I served as an English teacher in Tunisia from 1964-66 and 1971.

Hallanback's experience as a traveler strikes me as believable: I think that the people he would have met would have treated him generously and kindly. I think that most PCVs had similar experiences, but I would submit that it is a lot more difficult on a daily basis, as a professional working in a city or town.

PCVs were paid the same as Tunisian teachers, and since President Bourgiba was making a heroic effort to educate his country (I wish my country would do the same!), teachers were well-paid. I don't recall hearing any PCVs characterizing our stipends as "meager". I think Hallanback is making that up.

As one of the very few PCVs who actually lived with a Tunisian family. I have to agree with Hallanback's observation that PCVs spent most of their time socializing with each other.
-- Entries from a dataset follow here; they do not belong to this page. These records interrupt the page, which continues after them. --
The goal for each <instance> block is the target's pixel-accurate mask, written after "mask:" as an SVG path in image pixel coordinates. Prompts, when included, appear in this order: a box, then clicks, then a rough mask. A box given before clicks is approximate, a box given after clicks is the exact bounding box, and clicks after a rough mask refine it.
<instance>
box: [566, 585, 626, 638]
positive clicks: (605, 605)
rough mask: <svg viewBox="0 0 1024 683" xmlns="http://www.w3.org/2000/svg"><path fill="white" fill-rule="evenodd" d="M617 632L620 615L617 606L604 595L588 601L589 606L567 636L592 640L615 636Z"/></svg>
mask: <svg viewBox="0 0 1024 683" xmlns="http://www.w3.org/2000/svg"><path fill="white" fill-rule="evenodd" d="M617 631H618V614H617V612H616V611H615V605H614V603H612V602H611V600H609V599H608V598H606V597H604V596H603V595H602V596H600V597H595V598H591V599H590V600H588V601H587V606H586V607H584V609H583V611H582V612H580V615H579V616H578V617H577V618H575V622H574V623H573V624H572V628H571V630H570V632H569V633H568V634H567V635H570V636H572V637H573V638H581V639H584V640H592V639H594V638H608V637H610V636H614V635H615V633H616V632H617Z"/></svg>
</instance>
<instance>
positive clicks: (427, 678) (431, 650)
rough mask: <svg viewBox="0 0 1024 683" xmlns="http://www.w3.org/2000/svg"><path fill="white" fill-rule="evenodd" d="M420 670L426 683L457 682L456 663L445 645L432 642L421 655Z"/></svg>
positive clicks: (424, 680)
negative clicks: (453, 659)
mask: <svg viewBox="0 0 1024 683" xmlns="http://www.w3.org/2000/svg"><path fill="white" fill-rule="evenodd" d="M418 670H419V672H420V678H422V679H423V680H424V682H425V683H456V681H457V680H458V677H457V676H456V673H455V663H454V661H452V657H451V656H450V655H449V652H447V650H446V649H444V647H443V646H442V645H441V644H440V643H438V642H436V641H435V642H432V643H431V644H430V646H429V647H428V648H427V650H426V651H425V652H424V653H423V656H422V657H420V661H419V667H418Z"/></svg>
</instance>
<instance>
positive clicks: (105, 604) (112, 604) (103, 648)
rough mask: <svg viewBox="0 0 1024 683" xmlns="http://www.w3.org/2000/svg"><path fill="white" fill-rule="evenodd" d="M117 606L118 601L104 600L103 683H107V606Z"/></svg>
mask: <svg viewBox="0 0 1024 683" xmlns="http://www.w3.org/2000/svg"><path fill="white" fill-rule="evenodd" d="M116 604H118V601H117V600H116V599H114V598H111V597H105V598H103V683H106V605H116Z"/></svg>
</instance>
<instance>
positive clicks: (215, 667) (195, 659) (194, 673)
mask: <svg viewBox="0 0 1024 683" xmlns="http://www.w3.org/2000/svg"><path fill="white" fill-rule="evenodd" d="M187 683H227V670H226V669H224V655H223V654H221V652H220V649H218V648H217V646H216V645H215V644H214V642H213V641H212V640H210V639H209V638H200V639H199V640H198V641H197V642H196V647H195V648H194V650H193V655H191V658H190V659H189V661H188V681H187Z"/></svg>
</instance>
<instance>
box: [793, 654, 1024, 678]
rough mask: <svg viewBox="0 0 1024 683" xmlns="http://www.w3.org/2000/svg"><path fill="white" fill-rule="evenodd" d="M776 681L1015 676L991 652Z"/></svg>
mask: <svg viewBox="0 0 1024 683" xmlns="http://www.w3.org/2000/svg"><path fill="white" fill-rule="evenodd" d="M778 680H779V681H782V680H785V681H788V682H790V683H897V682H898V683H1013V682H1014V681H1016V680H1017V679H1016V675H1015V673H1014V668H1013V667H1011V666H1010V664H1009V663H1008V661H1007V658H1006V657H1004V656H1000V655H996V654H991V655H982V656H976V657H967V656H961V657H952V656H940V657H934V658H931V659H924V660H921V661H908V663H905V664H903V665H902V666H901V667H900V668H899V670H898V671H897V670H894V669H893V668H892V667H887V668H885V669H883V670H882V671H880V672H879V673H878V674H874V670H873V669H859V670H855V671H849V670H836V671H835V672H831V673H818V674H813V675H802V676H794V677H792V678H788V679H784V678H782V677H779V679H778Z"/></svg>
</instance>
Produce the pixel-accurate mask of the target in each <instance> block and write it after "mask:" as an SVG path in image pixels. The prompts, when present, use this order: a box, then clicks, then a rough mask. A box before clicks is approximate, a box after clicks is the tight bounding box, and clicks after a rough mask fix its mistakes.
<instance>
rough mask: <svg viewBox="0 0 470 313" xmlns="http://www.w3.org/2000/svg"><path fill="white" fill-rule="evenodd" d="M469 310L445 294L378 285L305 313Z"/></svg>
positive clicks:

There were numerous factors contributing to this, but I want to talk about only two.

Perhaps most importantly, most of us were taught French rather than Arabic (I tried to learn Arabic but it was very hard to learn without support). There was some justification for teachers to be taught French, as it was the official language of the lycees.

Many PCVs developed a great dislike of Tunisians. While it is fairly pleasant to travel in rural parts of Tunisia, it is very unpleasant to be in pubic places in Tunisian towns, with the possible exception of the larger and more northern cities. We were taunted in very upsetting ways by the packs of children filling the streets (we were not assaulted, however). Gafsa, the town I lived in in the south, was a town that not many Tunisians wanted to visit. My group was trained in ESL techniques and then put in front of classes of 45 Tunisian high school students, where our training was useless. There were lots of frustrations.

Female PCVs probably had an easier time getting to know Tunisians since they did not threaten Tunisian women, and they were sought out as sexual partners by Tunisian men. However, you should be able to imagine that there were disadvantages to this, as well.

Male PCVs were usually not allowed inside houses.

Personal note: I was very fortunate. I chose a town in the desert, where I wanted to live, and, after a year, found a family that would let me rent a room in their house. Once I became part of my family, I had access to many more people than otherwise possible. For example, Tunisian circumcisions consisted of three days of "parties". I was able to attend the party where only women and children were allowed, probably because as a foreigner, I was less dangerous or sexual than Tunisian men. I saw some great dancing!

In sum, I would agree with Hallanback that PCVs could have done a lot more to overcome our negativism and act more maturely, but it was not nearly as easy as Hallanback thinks! It was often very lonely and difficult living in Tunisia.